Into Thin Air is "a personal account of the Mt. Everest disaster" by Jon Krakauer (author of Into The Wild.) When I first saw the title and subtitle, I figured the climbers get blown off the mountain by a storm. Actually, it's about the challenges of climbing at high altitudes where the air is considerably thinner. About two-thirds of the book details the climb up Everest before the disaster. Even in best of conditions, it sounded like a pretty harrowing ordeal.

Standing roughly 29,000 feet, Everest is the tallest mountain on Earth. Climbing it requires extraordinary skill, strength, and physiology. Many people have died climbing it. The higher you go up a mountain, the more climbers are prone to various forms of altitude sickness. Even if you do not get altitude sickness, with less oxygen to your brain, a person's mental and phsyical capacity is reduced accordingly, making one susceptable to poor judgment, cold, and injuries.

Acclimatization is an important process while climbing at high altitudes.
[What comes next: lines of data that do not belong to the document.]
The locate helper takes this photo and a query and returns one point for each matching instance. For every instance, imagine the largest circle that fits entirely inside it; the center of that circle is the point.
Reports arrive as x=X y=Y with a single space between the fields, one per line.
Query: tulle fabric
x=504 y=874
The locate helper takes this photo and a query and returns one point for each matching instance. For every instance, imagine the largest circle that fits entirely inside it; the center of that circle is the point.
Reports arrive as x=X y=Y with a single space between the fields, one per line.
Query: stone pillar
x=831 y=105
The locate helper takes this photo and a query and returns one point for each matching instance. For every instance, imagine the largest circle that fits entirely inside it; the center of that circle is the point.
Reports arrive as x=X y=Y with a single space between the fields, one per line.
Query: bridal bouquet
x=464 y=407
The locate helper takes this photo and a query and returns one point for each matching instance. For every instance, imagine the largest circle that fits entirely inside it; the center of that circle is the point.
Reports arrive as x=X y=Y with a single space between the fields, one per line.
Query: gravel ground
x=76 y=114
While ascenting, climbers should rest periodically to get used to the thinning air. In the case of Everest, there are four camps above the Base Camp (17,600 ft). The acclimatization process on Everest consists of multiple climbs to each of those camps and back, each time ascending to the higher camp. Even then, staying an extended period of time above a certain height without oxygen will kill your brain cells. When making the actual summit attempt, perhaps couple of nights are spent at the lower camps while only one night is spent at the higher camps. On summit day, a climber will typically leave Camp Four just past midnight, with hopes of making it to summit by 1 or 2 pm at latest, giving them enough time for the decent back to camp before dark. That's a very long day of climbing - 15 hours or more - under the most difficult of conditions. Perhaps even after some sleepless nights in the camps below.

Imagine the challenges of climbing Everest, and then add to that a hurricane like blizzard. Some of the climbers get stuck in it on their descent from the summit. Some make it, some don't. From the very beginning, Krakauer does a great job of describing the various climbers who get involved in the disaster. It was interesting to read about the individuals' background, differences, and their performance on the mountain. In the end, it was not necessarily the strongest who survive. Sometimes luck or fate play a roll. Most times though, it's human factor. A simple mistake can lead to huge disasters, or a heroic deed saves lives.

Perhaps the one character who surprised me the most is of one who was left for dead - twice! This person was presumed dead and left overnight in a storm with no shelter in sub-freezing temperatures. Somehow the next day he regained enough strength and lucidity to find his way back to Camp Four. After other climbers helped him get comfortable, they yet again figured he would die and left him unattended during another stormy night where he suffered some more. Despite serious injuries from frostbite, he survived.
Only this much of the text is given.